Break down of the a Fuel required

Taxi 0.5 ton

Trip ~125Tons

Contingency ~3 tons

ALTN 3 tons ( VMMC )

Reserve 3 tons.

 

Without ATC delay and arrival holding, the FOB when the airplane arrives at the gate is around 7tons.

 

One of the examples of the polar route ( over Russia, Mongolia and China ):

 

ABERI B934 UNILA B934 LUMIG B155 TUNIR A45 USONA G490 SERNA A310 POLHO G218 TMR B458 KR B458 WXI A461 LKO A461 LIG R473 WYN W18 NLG W23 ZUH R473 SIERA

 

From JFK to waypoint ABERI (polar gateway) it is flex routing, and depends solely on wind.

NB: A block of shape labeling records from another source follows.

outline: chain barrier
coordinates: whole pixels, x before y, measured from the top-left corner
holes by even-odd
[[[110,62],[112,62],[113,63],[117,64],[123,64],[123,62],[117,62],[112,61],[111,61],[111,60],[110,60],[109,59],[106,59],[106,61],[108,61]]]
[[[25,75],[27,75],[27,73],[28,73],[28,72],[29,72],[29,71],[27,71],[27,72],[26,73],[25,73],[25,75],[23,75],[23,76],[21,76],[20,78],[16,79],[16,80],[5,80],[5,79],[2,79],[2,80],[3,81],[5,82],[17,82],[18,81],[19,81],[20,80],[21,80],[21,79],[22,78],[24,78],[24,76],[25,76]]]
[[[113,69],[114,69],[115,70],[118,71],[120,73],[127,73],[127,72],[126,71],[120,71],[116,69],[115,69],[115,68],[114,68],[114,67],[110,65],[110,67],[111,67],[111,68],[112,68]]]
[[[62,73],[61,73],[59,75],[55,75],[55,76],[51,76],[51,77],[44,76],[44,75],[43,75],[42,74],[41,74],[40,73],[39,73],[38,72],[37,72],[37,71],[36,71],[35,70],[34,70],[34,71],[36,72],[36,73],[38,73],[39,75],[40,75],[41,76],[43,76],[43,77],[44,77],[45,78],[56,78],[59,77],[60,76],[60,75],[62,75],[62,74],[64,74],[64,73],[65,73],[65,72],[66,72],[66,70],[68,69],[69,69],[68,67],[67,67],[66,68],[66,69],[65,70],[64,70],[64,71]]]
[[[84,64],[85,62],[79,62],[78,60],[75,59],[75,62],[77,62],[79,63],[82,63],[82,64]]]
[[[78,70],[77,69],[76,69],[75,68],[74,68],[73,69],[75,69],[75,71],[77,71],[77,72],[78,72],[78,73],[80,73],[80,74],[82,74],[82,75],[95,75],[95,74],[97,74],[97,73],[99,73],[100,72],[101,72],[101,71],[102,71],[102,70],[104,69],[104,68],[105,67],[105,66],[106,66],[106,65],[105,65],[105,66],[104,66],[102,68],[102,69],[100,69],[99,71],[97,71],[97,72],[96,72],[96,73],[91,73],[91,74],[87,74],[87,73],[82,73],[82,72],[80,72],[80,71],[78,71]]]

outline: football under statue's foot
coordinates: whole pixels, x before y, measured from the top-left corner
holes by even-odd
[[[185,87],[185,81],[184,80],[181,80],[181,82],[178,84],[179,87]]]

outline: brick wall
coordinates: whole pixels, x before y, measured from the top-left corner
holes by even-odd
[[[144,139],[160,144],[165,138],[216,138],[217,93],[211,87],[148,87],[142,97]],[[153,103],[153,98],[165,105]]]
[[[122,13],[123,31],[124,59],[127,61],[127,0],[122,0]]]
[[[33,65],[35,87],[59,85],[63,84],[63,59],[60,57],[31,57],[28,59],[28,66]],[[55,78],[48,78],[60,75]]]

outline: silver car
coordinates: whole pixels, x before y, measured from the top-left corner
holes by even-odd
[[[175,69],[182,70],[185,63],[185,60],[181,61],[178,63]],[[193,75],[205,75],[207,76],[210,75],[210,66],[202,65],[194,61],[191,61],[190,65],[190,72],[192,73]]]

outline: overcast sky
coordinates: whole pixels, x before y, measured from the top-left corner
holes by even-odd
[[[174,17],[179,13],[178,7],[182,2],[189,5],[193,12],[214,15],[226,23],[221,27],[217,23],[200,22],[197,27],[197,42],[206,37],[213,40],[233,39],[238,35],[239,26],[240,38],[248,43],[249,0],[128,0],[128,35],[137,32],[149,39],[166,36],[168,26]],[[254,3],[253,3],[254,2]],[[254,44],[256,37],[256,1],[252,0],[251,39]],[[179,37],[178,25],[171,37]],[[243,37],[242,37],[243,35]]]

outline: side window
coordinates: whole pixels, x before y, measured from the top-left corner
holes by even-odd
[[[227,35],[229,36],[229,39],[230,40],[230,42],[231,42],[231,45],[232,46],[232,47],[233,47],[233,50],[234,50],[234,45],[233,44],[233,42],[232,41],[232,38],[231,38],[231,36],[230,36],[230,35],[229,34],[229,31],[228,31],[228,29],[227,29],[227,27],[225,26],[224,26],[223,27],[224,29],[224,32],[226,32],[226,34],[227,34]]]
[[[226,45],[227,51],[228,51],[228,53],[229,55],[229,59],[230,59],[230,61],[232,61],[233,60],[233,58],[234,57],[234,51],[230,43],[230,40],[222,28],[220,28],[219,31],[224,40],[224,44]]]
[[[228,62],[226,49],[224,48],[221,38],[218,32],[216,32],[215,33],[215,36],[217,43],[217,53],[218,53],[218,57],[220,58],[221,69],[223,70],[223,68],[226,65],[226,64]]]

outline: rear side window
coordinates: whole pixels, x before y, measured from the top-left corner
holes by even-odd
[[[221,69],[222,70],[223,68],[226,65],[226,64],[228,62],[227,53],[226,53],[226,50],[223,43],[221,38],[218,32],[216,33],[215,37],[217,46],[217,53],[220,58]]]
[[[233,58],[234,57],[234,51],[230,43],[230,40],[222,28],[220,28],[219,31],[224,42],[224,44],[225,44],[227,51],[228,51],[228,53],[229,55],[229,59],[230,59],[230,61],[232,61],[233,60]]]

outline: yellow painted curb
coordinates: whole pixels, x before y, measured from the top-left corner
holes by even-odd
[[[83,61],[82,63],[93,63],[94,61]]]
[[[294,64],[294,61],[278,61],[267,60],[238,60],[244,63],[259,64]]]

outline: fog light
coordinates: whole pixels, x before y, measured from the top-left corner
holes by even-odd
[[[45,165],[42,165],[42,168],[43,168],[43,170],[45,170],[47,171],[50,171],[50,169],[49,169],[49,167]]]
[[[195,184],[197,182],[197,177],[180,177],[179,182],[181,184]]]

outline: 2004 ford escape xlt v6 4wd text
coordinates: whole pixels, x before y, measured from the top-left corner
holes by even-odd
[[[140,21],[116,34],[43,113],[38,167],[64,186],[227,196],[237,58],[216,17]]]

There are several others polar gateways some of them are closer to Europe and some of them are on the Alaska side.

 

Due to the hefty overfly charges of using polar route and it is slot limited, I was told the polar route must generate a fuel saving of at least 9tons before it can be selected as the route to fly, so at times when the head wind is not so strong, some of the flights would be routed through north Alaska over the Fairbanks area, then head west into Russia.

 

There are numerous combinations for polar routes and every flight is different, however the average fuel burn is about the same.